I just bought a handgun off of gunbroker.com last week, got a fair deal for a hard to find piece.

So I started looking around for FFL transfers and I was shocked how much shops are charging. Bass Pro, an old go to place for me, used to be $20...now they are $50. Another LGS was also $50, and another one was $45. 

One told me they charge that to discourage online buying and buy from them! I told him thats all well and good when they MIGHT have it in stock, which they haven't since January.

So I took a gamble and called this little pawn shop that advertises guns for sale...Bam! $25 FFL tranafer fee. They called me when the gun arrived, and I mean within minutes, watched it on UPS tracker...

Nice folks, very professional. So if you are looking for a cheap FFL transfer around the Fenton area, PM me for the info, the service was that good I wouldn't mind sending them some more business.

Forget ammo though, they don't have anything as they are smal potatos, but they had about 10 AR15s on the rack and maybe a couple dozen nice handguns in the case...Glock, HK, SW M&P...
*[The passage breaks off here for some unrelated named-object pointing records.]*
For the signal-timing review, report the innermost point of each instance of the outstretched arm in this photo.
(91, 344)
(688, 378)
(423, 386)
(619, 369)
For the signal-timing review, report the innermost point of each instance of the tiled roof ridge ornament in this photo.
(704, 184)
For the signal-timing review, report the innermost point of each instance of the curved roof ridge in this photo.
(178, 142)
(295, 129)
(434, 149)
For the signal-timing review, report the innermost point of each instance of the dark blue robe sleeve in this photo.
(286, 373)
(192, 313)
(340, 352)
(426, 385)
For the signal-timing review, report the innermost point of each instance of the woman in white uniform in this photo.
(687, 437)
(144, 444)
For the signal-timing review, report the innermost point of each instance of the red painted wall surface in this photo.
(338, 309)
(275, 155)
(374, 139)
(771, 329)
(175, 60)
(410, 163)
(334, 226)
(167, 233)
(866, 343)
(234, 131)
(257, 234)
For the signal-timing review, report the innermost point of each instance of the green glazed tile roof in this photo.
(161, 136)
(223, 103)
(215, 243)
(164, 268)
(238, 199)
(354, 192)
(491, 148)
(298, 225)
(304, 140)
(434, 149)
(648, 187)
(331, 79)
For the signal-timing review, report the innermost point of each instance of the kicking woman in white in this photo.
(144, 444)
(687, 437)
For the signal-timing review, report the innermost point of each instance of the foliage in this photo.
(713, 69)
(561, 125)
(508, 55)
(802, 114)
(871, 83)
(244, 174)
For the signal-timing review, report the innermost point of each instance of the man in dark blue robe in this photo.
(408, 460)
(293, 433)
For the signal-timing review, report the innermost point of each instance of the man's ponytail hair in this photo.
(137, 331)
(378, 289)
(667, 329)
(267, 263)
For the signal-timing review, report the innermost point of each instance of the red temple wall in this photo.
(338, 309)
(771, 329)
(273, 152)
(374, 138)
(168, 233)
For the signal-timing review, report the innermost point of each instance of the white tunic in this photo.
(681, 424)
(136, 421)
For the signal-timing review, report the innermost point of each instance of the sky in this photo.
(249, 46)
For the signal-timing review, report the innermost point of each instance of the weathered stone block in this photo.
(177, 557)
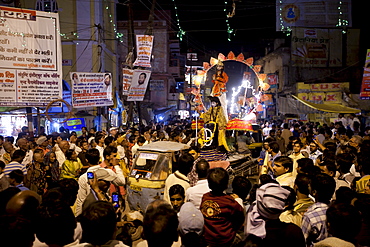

posted using Outdoor Hub Campfire


----------



## imjon (Apr 6, 2007)

All that and you didn't tell us what gun and caliber? You're slipping fella.
What'd you get? And congrats on the new gun.


----------



## Nitro225Optimax (Feb 13, 2011)

Walther PPS in 9mm

posted using Outdoor Hub Campfire


----------



## man vs. fish (Sep 6, 2010)

Gino's guns and tools $25 Transfer fee's as well.


----------



## Nitro225Optimax (Feb 13, 2011)

Well, heck, since we are posting shops...Tri-City Trading Post on Leroy in Fenton, same parking lot as Sagebrush.


----------